Last year, half of Southern California's 10 councils raised their price to $3 a box, while the other half held to $2.50.
This resulted in "a few calls from office managers and plant managers who wanted to make sure their employees
weren't cheating," says Florence Newsom, executive director of the Los Angeles Girl Scout Council.
This month, as scouts in Los Angeles begin a massive cookie sale that will place girls in the lobbies of every
building of more than 20 stories, only one council has kept the price at $2.50. (Safety concerns have made door-todoor selling a relic of the past in many regions.)
Some theorize that people may be more attuned to cookie prices these days simply because there is so much new
fund-raising competition. "People are having a tougher time getting the funds, and they are looking at product fundraisers as a way to do it," says Russell Lemieux, executive director of the Association of Fund-Raisers and Direct
Sellers, representing companies that produce merchandise for resale by charitable groups. The association's
membership has risen to 720 from 70 since 1990.
And when the sixth-grade class is selling wrapping paper to raise money for computers or the Little League is
selling candy bars for new uniforms, many parents who buy Girl Scout cookies are expecting business in return.
"There is a problem with fund-raisers," says Kathy Rogers, a Grosse Pointe, Mich., troop leader. "There's a lot of
reciprocity."
Here in Michigan, the clash of goodwill vs. frugality is coming to a head. After estimating demand from initial
orders, legions of "cookie moms" in minivans pulled up to semitrailer trucks at four-minute intervals to pick up their
loads last week. Michigan Metro officials say they have seen a drop of 2% to 3% in initial sales, while Macomb
County says advance orders are up 3%.
Macomb County Girl Scout officials say they have asked parents not to flaunt their price advantage. But, they
concede, that is difficult when the success of entire troops and individual scouts is defined by the number of boxes
sold. The cookie sale is a requirement for any Brownie or Girl Scout to participate in special activities, often
determining camp and field trips for the year. The troop of Mr. Evans's 11-year-old daughter, Jenisha, is going to
Disney World with its cookie money. (So far this year, she has sold an impressive 1,300 boxes -- though she is still
running behind the 2,555 boxes she sold last year at the lower price.)

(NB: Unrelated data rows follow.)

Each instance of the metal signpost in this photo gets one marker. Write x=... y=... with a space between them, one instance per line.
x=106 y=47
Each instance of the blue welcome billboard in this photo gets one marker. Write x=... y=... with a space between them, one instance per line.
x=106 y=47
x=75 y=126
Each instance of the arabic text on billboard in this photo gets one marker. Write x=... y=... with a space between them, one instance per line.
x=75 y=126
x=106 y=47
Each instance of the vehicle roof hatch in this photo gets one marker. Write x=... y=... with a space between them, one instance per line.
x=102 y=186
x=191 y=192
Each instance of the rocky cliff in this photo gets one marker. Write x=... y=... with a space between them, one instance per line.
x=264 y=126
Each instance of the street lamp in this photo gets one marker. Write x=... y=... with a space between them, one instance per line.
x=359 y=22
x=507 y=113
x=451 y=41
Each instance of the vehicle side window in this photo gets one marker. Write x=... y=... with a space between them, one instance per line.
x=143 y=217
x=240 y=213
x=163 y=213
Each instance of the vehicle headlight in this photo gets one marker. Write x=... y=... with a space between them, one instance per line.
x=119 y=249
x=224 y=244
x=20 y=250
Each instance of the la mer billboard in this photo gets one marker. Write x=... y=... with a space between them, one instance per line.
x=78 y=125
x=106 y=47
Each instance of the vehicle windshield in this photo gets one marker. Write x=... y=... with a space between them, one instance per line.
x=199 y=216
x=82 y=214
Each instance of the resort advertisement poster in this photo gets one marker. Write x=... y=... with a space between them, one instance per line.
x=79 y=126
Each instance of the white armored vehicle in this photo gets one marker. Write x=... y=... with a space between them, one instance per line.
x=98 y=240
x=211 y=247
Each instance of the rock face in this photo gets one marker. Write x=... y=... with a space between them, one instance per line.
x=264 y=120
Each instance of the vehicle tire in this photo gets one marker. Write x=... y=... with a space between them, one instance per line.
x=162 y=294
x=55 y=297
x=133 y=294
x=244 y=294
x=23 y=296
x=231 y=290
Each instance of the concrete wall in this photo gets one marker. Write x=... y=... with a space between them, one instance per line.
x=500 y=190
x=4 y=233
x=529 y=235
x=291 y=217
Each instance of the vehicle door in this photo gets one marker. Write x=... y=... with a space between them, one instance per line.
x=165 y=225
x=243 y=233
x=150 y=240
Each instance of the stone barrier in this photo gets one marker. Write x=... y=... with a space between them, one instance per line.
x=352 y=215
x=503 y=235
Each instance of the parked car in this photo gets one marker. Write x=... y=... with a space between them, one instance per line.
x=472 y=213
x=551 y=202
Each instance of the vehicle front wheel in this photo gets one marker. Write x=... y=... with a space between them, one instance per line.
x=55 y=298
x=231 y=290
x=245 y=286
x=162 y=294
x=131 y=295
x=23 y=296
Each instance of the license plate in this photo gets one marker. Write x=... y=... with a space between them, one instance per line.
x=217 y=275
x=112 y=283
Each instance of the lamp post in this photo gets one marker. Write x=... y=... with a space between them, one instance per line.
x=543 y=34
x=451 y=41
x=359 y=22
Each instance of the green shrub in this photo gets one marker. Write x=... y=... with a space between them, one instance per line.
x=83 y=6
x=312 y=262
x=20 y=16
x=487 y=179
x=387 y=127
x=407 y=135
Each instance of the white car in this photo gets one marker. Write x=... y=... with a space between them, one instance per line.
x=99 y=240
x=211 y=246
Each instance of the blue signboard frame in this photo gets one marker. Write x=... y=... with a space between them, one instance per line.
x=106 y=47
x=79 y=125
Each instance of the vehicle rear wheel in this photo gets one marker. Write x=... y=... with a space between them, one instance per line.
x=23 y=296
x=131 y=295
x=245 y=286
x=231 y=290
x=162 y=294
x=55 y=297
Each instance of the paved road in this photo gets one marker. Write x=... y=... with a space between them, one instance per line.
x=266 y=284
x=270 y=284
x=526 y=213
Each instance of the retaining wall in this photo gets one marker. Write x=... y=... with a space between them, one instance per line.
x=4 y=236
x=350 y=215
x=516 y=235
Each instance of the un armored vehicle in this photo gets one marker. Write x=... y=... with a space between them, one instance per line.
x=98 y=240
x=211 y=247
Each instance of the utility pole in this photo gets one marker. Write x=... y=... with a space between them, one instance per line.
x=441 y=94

Girls are told that if customers ask about the price difference, they should explain the economic factors at play -- that
the Metro council serves four times as many members as its "sister" council, and runs three more camps. Michigan
Metro says its troops receive a profit of at least 45 cents on each box sold; in Macomb County, the minimum is 32
cents.
But some parents say the girls are too young to understand such concepts. "My daughter is seven years old. She just
said, `How many did I sell?, Mom?'" says Patty Williams, who has battled the price increase during her first year as
a "cookie mom" in a Michigan Metro community. Some regional officials have called her, she says, complaining
that her Brownie troop's 200-box average falls far below the 700-box average. "I don't know anyone who went door
to door," she says. "It's basically the parents. What do the girls learn from that?"
Jennifer Martin, an eight-year-old from Madison Heights, near the border of Macomb County, isn't into the price
war. "It's been fun," she says of this year's cookie sales, made mostly to friends and relatives. Her mom, Lynn, a
troop co-leader, has a different view. "The whole point is to give them a sort of pride in themselves," she says. "It's
sad that the other side of the street seems to be undercutting us."